I know I’m late on this one, but I wrote this a while back and am only just getting around to posting it.
I almost always enjoy reading Orson Scott Card’s World Watch column over at The Ornery American. I occasionally disagree with him, but even at those times, he makes his points well.
In his column a couple of weeks ago, “What Obama Should Have Said“, Card discusses President Bush’s (correct) denouncement of appeasers and Obama’s reaction to that denouncement:
President Bush said, “Some seem to believe that we should negotiate with the terrorists and radicals, as if some ingenious argument will persuade them they have been wrong all along.”
Thus he stated, quite clearly, how delusional are those who think that what we have in our war with radical Islam is a “failure to communicate.” There is no failure: communication has been crystal clear. Our enemies have announced their firm intention to destroy our civilization, to kill all the Jews, and to kill any Muslim who doesn’t go along with their program. Iran has announced its intention, if they get nuclear missiles, to obliterate Tel Aviv. Al Qaeda has declared its intention to destroy the West.
…
Poor Barack Obama. He saw a shoe, he tried it on, and it fit. Then he blamed President Bush for attacking him!
Here’s what he should have said: “I applaud President Bush for opposing any attempt at appeasement of terrorists. I agree with him completely that those who negotiate from weakness will accomplish nothing. Fortunately, when I am President I will talk to them from a position of strength, demanding that they comply with the rules of civilized behavior and put an end to terrorism. There is a middle way between blind war and mindless appeasement — it is negotiation with a credible threat of force. What Republican President Theodore Roosevelt said: Speak softly and carry a big stick. Appeasers have no stick. President Bush has nothing but the stick.”
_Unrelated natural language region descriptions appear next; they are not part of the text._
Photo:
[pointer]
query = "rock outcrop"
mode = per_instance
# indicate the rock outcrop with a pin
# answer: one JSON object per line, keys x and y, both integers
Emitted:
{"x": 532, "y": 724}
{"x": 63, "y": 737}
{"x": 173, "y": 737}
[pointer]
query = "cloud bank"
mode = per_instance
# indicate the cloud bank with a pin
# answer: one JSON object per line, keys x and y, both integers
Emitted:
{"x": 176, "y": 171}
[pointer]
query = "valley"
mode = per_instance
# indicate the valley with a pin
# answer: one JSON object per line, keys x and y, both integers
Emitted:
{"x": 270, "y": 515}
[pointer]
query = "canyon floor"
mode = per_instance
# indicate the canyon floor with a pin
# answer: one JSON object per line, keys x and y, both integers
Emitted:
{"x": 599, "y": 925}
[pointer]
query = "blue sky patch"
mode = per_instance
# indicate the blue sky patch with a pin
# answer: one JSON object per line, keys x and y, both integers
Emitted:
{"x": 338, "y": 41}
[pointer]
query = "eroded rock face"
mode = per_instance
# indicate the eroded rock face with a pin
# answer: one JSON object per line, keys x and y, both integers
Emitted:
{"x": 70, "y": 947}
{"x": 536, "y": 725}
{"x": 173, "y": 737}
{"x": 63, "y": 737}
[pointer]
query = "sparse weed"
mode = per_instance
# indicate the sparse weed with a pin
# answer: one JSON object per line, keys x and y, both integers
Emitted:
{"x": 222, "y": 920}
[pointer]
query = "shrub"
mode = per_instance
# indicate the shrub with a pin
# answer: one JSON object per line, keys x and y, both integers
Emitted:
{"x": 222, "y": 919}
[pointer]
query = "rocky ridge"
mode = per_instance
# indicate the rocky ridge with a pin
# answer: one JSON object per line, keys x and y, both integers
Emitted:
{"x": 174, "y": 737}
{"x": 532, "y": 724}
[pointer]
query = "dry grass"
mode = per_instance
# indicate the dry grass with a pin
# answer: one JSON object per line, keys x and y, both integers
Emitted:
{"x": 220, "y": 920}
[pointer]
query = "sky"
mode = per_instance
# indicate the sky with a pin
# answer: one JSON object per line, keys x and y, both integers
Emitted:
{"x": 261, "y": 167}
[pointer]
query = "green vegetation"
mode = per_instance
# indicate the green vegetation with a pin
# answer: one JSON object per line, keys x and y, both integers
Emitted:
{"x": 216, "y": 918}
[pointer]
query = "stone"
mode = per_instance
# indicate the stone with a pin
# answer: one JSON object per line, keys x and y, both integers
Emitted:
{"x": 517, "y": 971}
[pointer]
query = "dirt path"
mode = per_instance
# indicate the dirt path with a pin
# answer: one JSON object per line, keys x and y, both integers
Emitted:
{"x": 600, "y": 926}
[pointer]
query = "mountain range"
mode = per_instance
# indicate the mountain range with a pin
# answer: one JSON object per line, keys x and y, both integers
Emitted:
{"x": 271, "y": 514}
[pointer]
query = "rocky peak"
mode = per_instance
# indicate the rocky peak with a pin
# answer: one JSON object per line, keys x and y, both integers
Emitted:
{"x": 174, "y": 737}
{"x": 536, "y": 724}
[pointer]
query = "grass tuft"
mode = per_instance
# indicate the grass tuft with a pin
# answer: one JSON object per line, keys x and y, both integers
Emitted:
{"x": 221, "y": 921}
The whole column is worth a read.
A quick look at recent history will show that negotiating with terrorists won’t work. We have spent decades trying to negotiate with Islamic radicals. Israel has consistently tried to negotiate with Palestinian terrorists. Every negotiation that ended with a temporary peace saw that peace end when the terrorists broke their part of the bargain, not the other way around.
Still, there is a possibility that Bush’s successor would be able to negotiate peace, at least temporarily. This would have been possible not in spite of Bush’s actions during his term of office, but because of his actions. Having seen an America that was willing to use force if it was necessary, terrorists (or, more accurately, the states that harbor and support them) may have been willing to stick to a peace agreement, at least temporarily.
The problem is that, if Obama is Bush’s successor, he will not be able to negotiate that peace. McCain might be, and even Clinton would have a faint hope of it, but Obama has made it perfectly clear that he opposes the use of force in any situation. Card quotes a memo written by Abraham Lincoln at a time when it appeared his opponent, who had run on a platform of negotiating with the South, was likely to win. Lincoln wrote that, should his opponent win, he would “have secured his election on such ground that he [could not] possibly save [the Union] afterward.”
If Obama is ultimately the Democratic nominee and, later, our next President, his election will be on grounds that will almost certainly make a negotiated peace an impossibility. Ironically enough, electing the candidate whose platform is most opposed to the War on Terror is the most likely path to a more horrific war.